The use of his first name startled Ransdell somewhat from his barren mood. He rose and held out his hand.

Tony shook it. “So long,” he said.

“Good luck.”

Tony opened the throttle regulating the supply of minute quantities of fuel to the atomic blast of his plane. The increase of speed as he fled southward took some of the strain from his nerves. His ears roared to the tune of the jets. The ground underneath moved in a steady blur. Beside him on the extra seat was the radio—a set taken from the ark of the air, and still crated.

Tony had lost his hope of being leader. He had lost Eve. Ransdell came first in the hearts of his companions. Tony wondered how other men in the camp would adjust their philosophies to this double catastrophe. Duquesne would shrug: “C’est la vie.” Vanderbilt would have an epigram. Eliot James would tell him to hope and to wait and to be courageous.

Far ahead he saw the cantonment.

He lost altitude, dropped in a tight spiral, straightened out, and landed at an unnecessarily furious speed.

A few minutes later he was surrounded, and the radio was being carried from the plane by experts.

James was at his side. “Lord, you look tired! I’ve got a bunk for you.”

“Thanks.”

Questions were being asked. “Got to sleep,” Tony said, trying to smile. “Tell you later. Every one’s all right—Hendron’s somewhat ill—Ransdell’s commanding up there. See you after I have a nap.” They let him go.

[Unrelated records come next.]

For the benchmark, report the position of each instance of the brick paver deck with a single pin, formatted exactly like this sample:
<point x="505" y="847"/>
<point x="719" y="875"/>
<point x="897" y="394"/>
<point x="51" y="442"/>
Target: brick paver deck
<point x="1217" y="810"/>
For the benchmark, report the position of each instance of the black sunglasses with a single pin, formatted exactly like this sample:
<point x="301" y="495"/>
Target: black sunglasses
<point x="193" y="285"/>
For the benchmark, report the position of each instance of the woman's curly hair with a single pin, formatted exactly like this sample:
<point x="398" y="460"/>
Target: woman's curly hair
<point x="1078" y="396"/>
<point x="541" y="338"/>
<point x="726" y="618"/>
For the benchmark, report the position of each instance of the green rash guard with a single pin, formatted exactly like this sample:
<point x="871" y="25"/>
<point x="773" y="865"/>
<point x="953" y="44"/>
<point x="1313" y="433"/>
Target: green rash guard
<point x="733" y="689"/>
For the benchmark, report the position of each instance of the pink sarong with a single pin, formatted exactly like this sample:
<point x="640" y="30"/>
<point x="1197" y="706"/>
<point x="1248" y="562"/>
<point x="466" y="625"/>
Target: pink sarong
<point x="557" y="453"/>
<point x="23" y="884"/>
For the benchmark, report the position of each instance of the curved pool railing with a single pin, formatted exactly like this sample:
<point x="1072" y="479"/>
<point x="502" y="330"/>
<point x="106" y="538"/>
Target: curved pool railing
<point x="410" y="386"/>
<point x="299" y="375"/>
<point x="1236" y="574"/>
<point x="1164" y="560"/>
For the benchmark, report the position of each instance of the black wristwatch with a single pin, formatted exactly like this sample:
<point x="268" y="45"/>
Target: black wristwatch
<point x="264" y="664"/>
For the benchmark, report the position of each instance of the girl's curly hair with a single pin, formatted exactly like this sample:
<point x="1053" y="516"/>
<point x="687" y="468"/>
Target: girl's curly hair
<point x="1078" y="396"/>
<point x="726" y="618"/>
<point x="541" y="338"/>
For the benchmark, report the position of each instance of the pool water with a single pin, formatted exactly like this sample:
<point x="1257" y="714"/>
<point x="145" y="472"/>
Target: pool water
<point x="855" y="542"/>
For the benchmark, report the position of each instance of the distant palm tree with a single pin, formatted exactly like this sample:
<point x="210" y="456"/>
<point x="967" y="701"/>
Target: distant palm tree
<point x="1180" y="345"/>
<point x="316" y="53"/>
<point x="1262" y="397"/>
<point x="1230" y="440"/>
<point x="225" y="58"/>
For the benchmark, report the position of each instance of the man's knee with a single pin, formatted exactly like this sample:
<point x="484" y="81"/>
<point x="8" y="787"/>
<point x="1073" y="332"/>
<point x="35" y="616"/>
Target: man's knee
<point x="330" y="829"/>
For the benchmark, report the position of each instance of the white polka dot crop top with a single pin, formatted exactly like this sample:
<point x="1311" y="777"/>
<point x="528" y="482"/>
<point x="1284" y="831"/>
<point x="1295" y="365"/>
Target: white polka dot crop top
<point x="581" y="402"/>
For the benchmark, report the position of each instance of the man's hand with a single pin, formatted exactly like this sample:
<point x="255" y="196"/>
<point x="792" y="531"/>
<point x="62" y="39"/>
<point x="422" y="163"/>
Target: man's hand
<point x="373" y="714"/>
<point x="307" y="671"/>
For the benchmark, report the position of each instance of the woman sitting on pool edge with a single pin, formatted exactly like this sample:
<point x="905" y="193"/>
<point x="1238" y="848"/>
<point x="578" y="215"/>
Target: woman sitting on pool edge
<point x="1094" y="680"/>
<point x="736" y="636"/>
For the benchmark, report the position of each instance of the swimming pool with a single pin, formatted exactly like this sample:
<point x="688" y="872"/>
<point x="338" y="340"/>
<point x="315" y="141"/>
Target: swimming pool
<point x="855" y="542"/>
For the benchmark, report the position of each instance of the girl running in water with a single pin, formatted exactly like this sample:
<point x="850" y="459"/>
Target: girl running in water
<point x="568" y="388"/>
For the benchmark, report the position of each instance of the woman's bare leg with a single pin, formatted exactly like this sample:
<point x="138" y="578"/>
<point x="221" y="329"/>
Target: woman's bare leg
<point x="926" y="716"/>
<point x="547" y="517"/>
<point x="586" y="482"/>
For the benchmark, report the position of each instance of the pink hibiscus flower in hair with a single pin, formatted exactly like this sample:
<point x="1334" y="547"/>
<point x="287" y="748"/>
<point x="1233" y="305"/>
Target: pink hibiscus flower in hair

He stretched out under one of the shelters. James, after a private question or two, thoughtfully left him. He could not sleep, however. He did not even want to be alone. Then—some one entered the room where he lay. He turned. It was the girl Marian Jackson.

“You’re not asleep,” she said easily.

“No.”

She sat down on the side of his bed. “Want anything?”

“Guess not.”

“Mind if I sit here?”

“No.”

She brushed back the hair from his forehead and suddenly exclaimed. “You’re all chapped and wind-burned!”

He smiled. “Sure. Flying.”

“Wait.” She was gone.

A moron, Tony reflected. But she was very sweet. Thoughtful! A woman, just brushing back your hair when you were weary, could do strange things in the way of giving comfort. She returned.